Em março, John McEvoy, do The Canary, passou duas semanas morando com um colectivo em Caracas. O repórter britânico descobriu que os grupos têm um propósito totalmente diferente do que o divulgado ao público ocidental pela mídia corporativa e pela liderança centrista Michelle Bachelet.

“Após a eleição de Hugo Chávez em 1998, os colectivos multiplicaram-se pela Venezuela com a devolução de poder em larga escala às comunidades locais”, explicou McEvoy, “a sua demonização nos meios de comunicação corporativos serve a um propósito distinto: deslegitimar os movimentos democráticos de base da Venezuela.”

“Como em toda a América Latina, as organizações sociais na Venezuela são consideradas incompatíveis com o projeto neoliberal da oposição apoiado pelos EUA”, continuou o repórter. “Eles são consequentemente desumanizados, deslegitimados e atacados por uma mídia complacente que categoricamente ignora suas raízes, popularidade e valor social”.

Neste contexto, o pedido de Bachelet para que os colectivos sejam desarmados é igual a pedir que o país entregue a sua última linha de defesa contra uma operação de mudança de regime em curso que incluiu tentativas de assassinato e ameaças de uma invasão militar em grande escala.

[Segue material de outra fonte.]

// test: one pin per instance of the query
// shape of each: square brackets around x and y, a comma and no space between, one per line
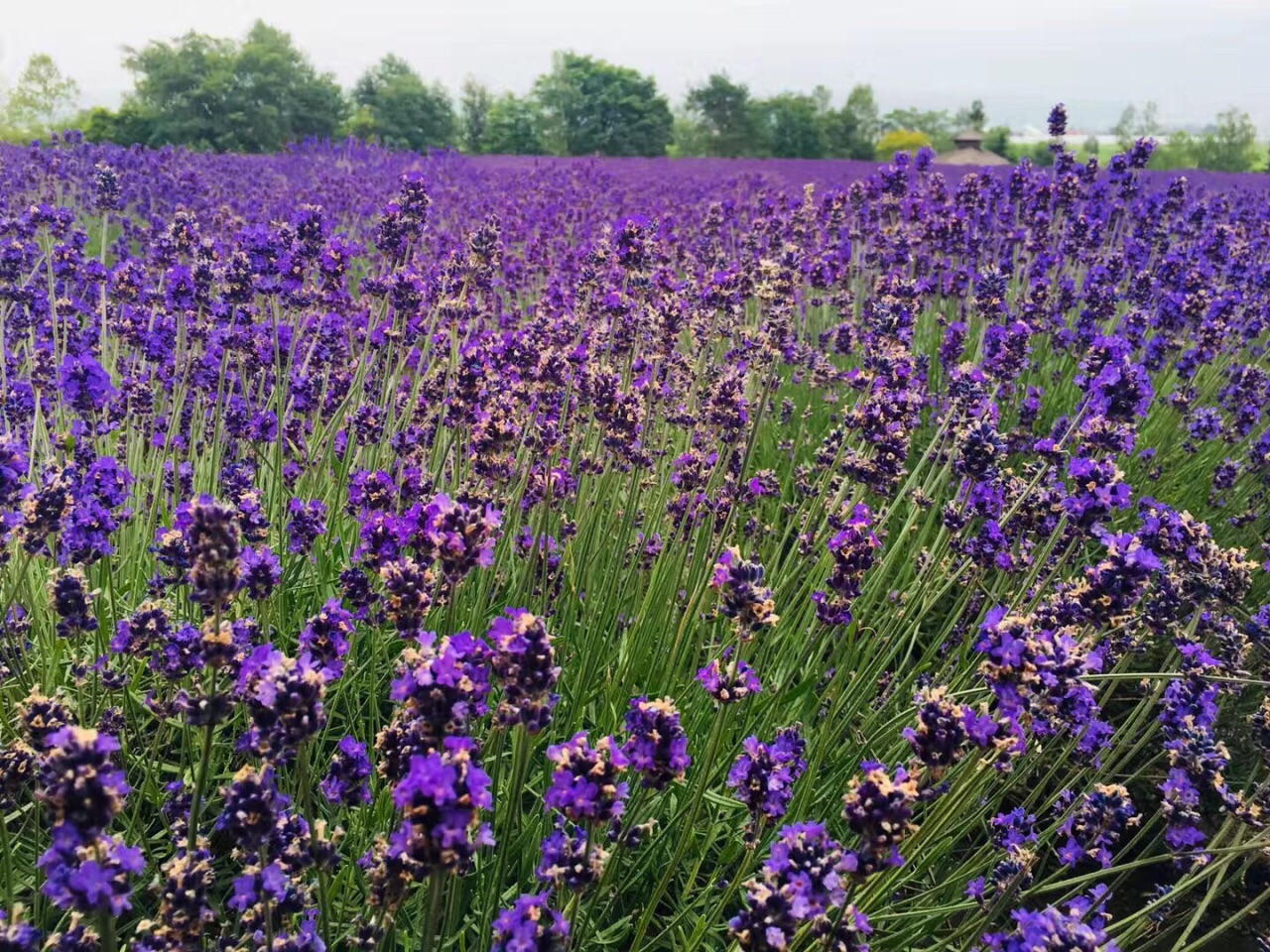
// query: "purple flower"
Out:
[85,385]
[743,597]
[17,936]
[71,602]
[284,698]
[879,809]
[1096,824]
[308,522]
[530,925]
[252,807]
[1080,927]
[940,734]
[525,661]
[584,784]
[408,594]
[657,748]
[325,639]
[763,775]
[729,680]
[345,782]
[89,874]
[570,860]
[79,782]
[460,535]
[211,534]
[1058,121]
[441,800]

Quando Bachelet se reuniu com vítimas da violência das guarimbas em março, muitos esperavam que isso significasse que as vozes ignoradas pela grande mídia ocidental finalmente seriam ouvidas no cenário internacional. No entanto, a Alta Comissária decidiu que suas histórias não tinham valor, apresentando um documento que parece ter sido feito pelo Departamento de Estado dos EUA.

E, como um relógio, o Departamento de Estado aproveitou o relatório de Bachelet para impulsionar sua campanha unilateral de mudança de regime, mas desta vez com o selo da aprovação da ONU e por trás de uma respeitável líder política de centro-esquerda.